Now there are fears this sort of property crash could spread to Britain based on its current valuations. Average house prices in Britain are running at six times average earnings, which is way above the historic average of 3.7 times wages.
Australian residential property values are currently double Britain’s historic high - 12 times earnings in Sydney and 10 times in Melbourne.
Australian mortgage repayments are 57 per cent of average incomes compared with 50 per cent in Britain where the historic average is just 30 per cent.
A recent survey in The Economist magazine says Australia has the most overvalued residential property in the world.
All these comparisons make for very nervous reading and you’d think would point to an impending crash the size of that in the US. That may very well be the case a few years down the track.
But for the moment there appears to be a couple of significant planks underpinning Australian property values.
Firstly, the high skilled and business immigration numbers combined with low construction levels is creating a shortage of supply accentuated by the banks tightening development financing.
Full employment also means that even though higher loan repayments are stretching family budgets, household incomes won’t fall.
The other factor is the rental crisis. Strongly rising rents are usually a precursor to rising values as investors chase property to take advantage of the strong yields.
For property owners it looks like a crash in values isn’t on the cards for at least a few years. For those looking to get on the property merry-go-round for the first time, property is not going to get any more affordable either.
But it seems there is hope of picking up an affordable bargain if you know where to look.

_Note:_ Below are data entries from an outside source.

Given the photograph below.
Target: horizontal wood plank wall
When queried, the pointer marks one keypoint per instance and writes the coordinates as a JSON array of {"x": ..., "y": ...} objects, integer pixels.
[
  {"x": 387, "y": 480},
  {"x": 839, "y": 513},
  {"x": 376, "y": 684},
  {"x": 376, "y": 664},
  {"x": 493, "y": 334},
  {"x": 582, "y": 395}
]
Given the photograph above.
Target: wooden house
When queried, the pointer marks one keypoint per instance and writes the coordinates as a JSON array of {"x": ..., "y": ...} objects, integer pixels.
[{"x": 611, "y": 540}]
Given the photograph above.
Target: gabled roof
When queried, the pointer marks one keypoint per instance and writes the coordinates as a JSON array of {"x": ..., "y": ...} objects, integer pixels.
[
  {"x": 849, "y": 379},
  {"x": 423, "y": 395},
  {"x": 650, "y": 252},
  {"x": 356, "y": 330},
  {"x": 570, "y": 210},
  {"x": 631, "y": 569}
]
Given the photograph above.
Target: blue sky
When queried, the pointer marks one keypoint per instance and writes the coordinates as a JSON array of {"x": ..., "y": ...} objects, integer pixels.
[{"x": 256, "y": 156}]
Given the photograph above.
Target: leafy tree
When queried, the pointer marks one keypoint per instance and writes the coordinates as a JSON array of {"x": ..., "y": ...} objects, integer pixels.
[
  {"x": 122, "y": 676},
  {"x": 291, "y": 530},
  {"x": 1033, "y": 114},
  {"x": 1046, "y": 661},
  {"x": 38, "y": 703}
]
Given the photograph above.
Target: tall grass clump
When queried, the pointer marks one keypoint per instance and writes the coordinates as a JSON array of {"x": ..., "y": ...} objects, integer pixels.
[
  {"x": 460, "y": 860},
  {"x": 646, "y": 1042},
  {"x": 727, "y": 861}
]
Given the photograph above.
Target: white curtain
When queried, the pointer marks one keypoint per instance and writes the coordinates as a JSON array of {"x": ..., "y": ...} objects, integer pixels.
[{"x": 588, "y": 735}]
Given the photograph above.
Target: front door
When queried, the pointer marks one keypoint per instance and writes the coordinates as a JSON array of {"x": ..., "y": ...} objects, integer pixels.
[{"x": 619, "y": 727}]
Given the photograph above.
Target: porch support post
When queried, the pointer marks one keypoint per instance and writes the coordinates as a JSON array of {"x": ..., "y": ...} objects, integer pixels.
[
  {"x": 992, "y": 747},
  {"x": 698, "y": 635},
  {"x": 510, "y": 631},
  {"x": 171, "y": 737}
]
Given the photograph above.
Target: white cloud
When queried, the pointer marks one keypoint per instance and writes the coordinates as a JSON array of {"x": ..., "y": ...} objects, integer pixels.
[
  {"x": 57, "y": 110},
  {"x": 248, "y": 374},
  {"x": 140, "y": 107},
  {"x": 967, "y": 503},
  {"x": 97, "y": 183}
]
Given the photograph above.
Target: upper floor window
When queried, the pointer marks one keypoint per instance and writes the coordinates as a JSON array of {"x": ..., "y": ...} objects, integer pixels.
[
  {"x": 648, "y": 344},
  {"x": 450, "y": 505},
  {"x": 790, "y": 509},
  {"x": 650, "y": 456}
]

Last week on my Sunrise program we interviewed Terry Ryder who is a former property writer and now runs a business called Hot Spotting, which analyses property issues.
Terry Ryder put together a list of the top 12 places to buy a house for under $200,000. Yep, $200,000 and many on the list are well below that level down to $90,000 in one area.
Now before you chortle and say they must be in the middle of nowhere, Ryder’s 12 locations all have good community facilities and reasonably good employment prospects for people moving there, because they’re booming.
There are only two locations on the list close to a capital city - Melton near Melbourne and Elizabeth on the outskirts of Adelaide.
Ryder says most areas close to Sydney and Brisbane were priced out of this list.
His personal pick is Parkes in regional NSW because of its location as a transport hub.
In Queensland, Charters Towers is the best pick while in NSW there’s Broken Hill, Glen Innes and Inverell.
In Victoria, the best buys are Gippsland, Melton and Mildura.
Further south in Tassie, George Town and the Rosebery-Zeehan area are on the list.
In South Australia, Elizabeth rounds out the top 12.